The Reason Kentucky Only Has Two Black-Owned Bourbon Distilleries
How big is bourbon in Kentucky? The state and the spirit are practically synonymous. Kentucky distillers make 95 percent of the world's bourbon (via The Washington Post). Kentucky has so much bourbon aging in barrels of charred oak, there are about two barrels for every man, woman, and child who live there (via Kentucky Distillers Association).
Recent tallies of the number of Kentucky bourbon distillers, compiled by Louisville Business First and Bourbon Obsessed, put the total at more than 70. When those counts were published, just a couple of years ago, they included exactly zero that were Black-owned.
That has changed over the past year. Now there are two Black-owned bourbon makers in the state: Fresh Bourbon and Brough Brothers. Brough Brothers just started distilling in December and produces 15 gallons of whiskey a week. Fresh Bourbon, which has plans for a larger distillery, isn't making bourbon quite yet but did get official recognition from the Kentucky state Senate in 2020 as the first Black-owned distillery in the state.
A third Kentucky bourbon, Saint Cloud, is made by a Black craftsman named Ray Walker (via VinePair). Rather than owning a distillery, Walker contracts with an already-established distillery to make his limited-edition batches (via Whiskey Consensus).
Black entrepreneurs had no role models in bourbon making
The whiskey newcomers Brough Brothers and Fresh Bourbon saw a fruitful business opportunity where there wasn't one before. Bourbon sales had been in steep decline, from the 1970s to the 2000s, but in recent years sales have grown at a remarkable pace: 6 percent a year (via The New York Times). So it makes sense for Black entrepreneurs to get into the game now. But the history of bourbon in Kentucky goes back 200 years. What took so long?
To say that bourbon is a white man's drink would be to perpetuate a stereotype, but it wouldn't be far from the truth. Three-fourths of bourbon drinkers in the U.S. are white. And even though Black people make up 13 percent of the U.S. population, and they are more likely than any other demographic to prefer liquor over beer or wine, they comprise only 9 percent of bourbon drinkers (via The New York Times). As much as Black people literally don't see themselves drinking bourbon, they most definitely don't have any role models who are making the stuff. "If you have no examples in front of you and you're that chemistry student or business major in college, it's not even on your radar screen to go into distilling because you don't see yourself in it," Chris Montana, a Black craft distiller from Minnesota, told The Washington Post.

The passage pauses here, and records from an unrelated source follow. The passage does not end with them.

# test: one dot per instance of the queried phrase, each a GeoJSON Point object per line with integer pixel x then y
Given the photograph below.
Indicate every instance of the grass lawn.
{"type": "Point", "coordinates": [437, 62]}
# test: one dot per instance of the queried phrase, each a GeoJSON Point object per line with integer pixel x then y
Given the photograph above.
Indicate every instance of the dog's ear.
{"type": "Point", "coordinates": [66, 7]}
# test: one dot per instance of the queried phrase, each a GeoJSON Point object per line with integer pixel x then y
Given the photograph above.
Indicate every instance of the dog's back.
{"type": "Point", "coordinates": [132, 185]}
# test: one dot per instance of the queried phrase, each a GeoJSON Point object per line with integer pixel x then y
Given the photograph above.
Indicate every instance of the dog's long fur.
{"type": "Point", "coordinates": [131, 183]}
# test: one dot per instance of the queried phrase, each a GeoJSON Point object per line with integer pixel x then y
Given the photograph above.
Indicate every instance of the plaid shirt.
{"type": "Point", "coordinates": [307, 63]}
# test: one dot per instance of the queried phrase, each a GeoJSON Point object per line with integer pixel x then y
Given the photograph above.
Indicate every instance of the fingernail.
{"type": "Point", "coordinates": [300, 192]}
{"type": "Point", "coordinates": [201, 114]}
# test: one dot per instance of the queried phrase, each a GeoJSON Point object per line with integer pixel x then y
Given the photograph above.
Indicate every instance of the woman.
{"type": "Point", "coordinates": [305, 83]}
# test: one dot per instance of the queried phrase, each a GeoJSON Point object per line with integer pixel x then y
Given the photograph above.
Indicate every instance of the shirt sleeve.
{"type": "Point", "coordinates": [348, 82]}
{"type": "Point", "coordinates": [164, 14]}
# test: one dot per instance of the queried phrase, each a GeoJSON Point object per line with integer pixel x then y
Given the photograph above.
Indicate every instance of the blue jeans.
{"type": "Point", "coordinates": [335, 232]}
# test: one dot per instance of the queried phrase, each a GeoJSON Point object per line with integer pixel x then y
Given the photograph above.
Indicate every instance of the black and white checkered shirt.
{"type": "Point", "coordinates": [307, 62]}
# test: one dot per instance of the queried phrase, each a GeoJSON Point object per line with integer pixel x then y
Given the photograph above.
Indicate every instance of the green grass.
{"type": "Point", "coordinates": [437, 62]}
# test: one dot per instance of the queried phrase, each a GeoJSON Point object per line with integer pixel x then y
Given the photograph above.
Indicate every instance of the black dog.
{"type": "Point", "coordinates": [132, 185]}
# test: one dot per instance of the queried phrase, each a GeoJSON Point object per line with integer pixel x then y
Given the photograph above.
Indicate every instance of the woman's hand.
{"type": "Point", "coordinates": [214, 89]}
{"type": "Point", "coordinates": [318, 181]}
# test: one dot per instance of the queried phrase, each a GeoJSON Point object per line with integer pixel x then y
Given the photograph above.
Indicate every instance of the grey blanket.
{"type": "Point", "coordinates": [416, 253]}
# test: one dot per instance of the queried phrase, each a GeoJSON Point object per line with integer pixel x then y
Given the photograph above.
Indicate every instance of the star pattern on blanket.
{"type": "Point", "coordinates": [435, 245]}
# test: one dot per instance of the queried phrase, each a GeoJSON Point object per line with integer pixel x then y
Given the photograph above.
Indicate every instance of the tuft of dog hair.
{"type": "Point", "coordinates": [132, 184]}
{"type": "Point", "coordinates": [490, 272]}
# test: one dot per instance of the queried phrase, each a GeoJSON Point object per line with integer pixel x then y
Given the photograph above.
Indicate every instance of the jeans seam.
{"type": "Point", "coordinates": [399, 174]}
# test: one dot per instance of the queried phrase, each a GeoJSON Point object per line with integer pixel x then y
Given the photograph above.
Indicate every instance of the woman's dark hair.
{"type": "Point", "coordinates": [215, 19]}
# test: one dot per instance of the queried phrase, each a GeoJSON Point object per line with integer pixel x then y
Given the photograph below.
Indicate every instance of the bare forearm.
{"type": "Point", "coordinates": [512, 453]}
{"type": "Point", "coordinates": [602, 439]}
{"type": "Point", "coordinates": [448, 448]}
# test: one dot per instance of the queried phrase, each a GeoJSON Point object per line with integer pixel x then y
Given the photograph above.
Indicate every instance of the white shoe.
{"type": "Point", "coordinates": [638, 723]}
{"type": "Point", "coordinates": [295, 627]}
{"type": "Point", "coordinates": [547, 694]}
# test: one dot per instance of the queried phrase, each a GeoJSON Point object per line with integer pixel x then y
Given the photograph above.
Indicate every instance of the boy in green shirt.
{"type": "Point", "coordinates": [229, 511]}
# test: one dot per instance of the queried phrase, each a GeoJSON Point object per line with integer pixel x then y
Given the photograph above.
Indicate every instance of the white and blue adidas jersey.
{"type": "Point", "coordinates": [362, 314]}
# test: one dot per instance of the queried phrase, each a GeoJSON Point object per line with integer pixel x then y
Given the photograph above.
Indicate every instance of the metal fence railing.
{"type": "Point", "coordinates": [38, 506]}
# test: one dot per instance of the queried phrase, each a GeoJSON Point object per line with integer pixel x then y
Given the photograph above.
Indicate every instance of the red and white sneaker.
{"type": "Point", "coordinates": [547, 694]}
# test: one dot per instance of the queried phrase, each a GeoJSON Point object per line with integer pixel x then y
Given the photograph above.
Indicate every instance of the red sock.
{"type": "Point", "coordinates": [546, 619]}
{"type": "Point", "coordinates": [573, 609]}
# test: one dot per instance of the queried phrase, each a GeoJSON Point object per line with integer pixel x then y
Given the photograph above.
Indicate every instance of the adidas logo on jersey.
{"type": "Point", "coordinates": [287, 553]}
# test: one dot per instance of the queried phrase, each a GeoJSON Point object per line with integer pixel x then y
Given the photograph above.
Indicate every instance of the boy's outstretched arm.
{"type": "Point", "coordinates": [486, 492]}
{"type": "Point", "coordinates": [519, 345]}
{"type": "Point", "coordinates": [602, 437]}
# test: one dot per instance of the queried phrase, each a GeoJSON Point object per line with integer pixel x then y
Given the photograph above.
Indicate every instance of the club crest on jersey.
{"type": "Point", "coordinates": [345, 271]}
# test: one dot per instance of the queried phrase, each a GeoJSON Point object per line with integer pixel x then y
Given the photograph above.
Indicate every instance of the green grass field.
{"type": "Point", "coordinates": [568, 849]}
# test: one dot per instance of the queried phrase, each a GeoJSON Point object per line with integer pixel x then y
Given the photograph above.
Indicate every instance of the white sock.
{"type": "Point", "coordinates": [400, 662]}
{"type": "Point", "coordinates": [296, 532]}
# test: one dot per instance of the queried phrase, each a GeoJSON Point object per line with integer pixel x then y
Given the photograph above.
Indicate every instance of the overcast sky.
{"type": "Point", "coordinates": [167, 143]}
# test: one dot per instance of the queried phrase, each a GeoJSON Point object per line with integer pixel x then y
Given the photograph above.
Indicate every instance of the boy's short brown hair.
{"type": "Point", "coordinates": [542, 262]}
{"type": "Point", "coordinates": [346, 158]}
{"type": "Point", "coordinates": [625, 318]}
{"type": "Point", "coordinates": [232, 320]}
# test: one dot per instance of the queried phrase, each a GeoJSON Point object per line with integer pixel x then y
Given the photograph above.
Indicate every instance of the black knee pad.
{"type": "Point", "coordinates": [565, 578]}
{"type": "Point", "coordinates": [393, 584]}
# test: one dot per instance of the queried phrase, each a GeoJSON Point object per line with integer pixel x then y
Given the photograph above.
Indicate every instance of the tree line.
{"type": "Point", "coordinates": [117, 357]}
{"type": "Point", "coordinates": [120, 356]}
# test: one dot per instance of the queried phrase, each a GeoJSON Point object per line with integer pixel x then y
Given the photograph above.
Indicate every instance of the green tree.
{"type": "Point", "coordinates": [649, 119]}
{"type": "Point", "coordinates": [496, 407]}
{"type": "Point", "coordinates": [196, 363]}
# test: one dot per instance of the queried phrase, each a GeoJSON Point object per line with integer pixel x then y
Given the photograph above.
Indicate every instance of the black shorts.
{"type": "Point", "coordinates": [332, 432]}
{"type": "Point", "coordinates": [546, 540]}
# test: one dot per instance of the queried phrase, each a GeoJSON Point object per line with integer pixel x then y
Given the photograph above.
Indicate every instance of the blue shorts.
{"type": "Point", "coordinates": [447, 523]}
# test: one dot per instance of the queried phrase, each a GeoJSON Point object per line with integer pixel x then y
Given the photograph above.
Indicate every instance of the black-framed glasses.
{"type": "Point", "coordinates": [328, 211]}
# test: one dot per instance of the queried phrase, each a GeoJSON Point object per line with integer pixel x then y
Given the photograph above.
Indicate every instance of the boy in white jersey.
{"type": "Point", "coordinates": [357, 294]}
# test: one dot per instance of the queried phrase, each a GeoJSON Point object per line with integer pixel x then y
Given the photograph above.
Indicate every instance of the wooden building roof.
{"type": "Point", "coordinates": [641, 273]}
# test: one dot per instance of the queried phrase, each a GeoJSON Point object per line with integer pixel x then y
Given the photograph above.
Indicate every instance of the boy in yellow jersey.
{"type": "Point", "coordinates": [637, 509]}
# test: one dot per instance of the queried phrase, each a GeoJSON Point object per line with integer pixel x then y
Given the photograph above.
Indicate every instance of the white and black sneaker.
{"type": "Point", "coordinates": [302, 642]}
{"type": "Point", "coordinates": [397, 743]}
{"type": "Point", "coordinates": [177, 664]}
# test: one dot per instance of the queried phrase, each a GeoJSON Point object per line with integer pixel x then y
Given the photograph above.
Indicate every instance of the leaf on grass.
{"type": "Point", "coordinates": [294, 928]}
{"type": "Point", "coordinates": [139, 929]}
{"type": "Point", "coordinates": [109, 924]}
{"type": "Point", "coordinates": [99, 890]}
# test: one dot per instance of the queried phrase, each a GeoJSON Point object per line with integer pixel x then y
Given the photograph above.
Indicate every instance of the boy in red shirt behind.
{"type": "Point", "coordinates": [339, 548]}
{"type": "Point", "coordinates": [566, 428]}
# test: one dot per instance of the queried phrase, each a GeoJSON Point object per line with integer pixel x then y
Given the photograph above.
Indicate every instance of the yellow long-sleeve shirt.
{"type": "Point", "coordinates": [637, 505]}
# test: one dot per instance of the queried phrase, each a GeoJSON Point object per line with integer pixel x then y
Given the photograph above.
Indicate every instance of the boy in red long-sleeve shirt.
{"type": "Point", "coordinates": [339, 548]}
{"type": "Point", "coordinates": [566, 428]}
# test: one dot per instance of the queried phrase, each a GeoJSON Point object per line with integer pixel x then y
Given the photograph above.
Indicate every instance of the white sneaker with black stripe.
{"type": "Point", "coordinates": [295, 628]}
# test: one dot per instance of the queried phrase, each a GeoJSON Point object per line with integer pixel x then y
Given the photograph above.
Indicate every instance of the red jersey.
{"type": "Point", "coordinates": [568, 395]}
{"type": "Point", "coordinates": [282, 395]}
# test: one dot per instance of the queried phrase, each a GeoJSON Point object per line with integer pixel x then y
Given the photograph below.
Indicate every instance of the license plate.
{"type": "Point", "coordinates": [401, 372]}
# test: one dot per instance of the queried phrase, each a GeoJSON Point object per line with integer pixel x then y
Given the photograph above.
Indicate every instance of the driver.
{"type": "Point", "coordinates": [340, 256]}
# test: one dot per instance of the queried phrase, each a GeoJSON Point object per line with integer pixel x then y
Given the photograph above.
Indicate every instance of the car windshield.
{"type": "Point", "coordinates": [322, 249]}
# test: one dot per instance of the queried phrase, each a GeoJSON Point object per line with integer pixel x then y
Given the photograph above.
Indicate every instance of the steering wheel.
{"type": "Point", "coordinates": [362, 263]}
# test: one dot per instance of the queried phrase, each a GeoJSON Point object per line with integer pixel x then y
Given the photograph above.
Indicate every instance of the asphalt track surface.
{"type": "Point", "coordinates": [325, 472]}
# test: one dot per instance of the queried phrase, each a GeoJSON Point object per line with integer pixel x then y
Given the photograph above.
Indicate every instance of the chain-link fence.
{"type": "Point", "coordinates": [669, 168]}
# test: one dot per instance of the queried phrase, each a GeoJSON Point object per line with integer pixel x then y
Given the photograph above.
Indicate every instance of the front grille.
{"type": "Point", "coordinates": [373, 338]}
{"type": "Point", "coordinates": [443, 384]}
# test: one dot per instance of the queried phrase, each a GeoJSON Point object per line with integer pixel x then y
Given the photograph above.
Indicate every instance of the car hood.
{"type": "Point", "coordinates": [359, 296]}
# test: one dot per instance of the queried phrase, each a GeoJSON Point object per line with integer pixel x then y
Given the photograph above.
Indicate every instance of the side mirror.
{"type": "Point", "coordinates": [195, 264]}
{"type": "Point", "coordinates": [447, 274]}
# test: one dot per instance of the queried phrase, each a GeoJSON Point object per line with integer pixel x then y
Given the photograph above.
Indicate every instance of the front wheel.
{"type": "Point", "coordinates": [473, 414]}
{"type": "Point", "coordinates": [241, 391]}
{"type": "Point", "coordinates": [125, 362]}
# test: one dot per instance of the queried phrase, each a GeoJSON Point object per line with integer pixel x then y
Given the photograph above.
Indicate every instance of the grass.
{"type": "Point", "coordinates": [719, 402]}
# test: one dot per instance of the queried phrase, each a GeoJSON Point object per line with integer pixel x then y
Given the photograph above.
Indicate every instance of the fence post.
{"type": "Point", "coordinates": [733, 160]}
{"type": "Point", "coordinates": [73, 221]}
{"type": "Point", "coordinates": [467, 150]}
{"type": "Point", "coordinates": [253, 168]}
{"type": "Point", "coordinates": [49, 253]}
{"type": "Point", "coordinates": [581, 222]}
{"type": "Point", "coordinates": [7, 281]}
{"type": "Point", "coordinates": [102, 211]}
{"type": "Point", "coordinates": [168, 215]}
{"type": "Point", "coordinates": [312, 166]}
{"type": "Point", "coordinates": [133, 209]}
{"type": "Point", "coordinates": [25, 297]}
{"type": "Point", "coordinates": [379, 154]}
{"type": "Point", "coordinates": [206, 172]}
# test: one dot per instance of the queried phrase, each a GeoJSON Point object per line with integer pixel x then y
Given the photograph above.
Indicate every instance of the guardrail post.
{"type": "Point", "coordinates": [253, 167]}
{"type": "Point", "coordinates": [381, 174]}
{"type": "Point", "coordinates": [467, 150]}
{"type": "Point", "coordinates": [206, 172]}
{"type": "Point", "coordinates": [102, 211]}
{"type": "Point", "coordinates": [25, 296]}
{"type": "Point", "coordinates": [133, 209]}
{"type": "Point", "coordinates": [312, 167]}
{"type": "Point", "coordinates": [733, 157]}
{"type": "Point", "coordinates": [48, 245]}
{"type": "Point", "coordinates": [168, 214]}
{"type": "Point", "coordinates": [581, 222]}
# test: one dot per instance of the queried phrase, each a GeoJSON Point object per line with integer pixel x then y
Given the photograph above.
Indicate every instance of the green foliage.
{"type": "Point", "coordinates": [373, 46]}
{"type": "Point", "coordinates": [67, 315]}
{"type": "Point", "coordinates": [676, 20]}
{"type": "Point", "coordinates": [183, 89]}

Systemic racism made it harder for Black people to start a business
The lack of role models is one reason that explains the small number of Black bourbon distillers in Kentucky. A more fundamental reason is the systemic racism in the U.S., which has meant fewer opportunities for Black people in all lines of business. Montana, the Black distiller from Minnesota, told The Washington Post that when he got his start several years ago, he was just as qualified as other up-and-coming distillers but couldn't raise nearly as much money.
Making bourbon isn't cheap, either. A distiller needs to come up with $1 million, at least, just to get started. That requires either generational wealth or access to credit, two things that historically have been denied to Black people in the U.S., according to the Center for American Progress.
Sean and Tia Edwards, the founders of Fresh Bourbon – one of the two Black-owned distilleries in Kentucky – do have a generational tie to the liquor business. Sean's grandfather and uncle were bootleggers. Selling liquor illegally was the only opportunity they had in the business at that time, Tia Edwards said. "I feel like what we're doing is paving the way for other entrepreneurs coming up," she told The Washington Post. "We come from humble beginnings, our families didn't have hundreds of thousands of dollars, we had to work hard for what we have."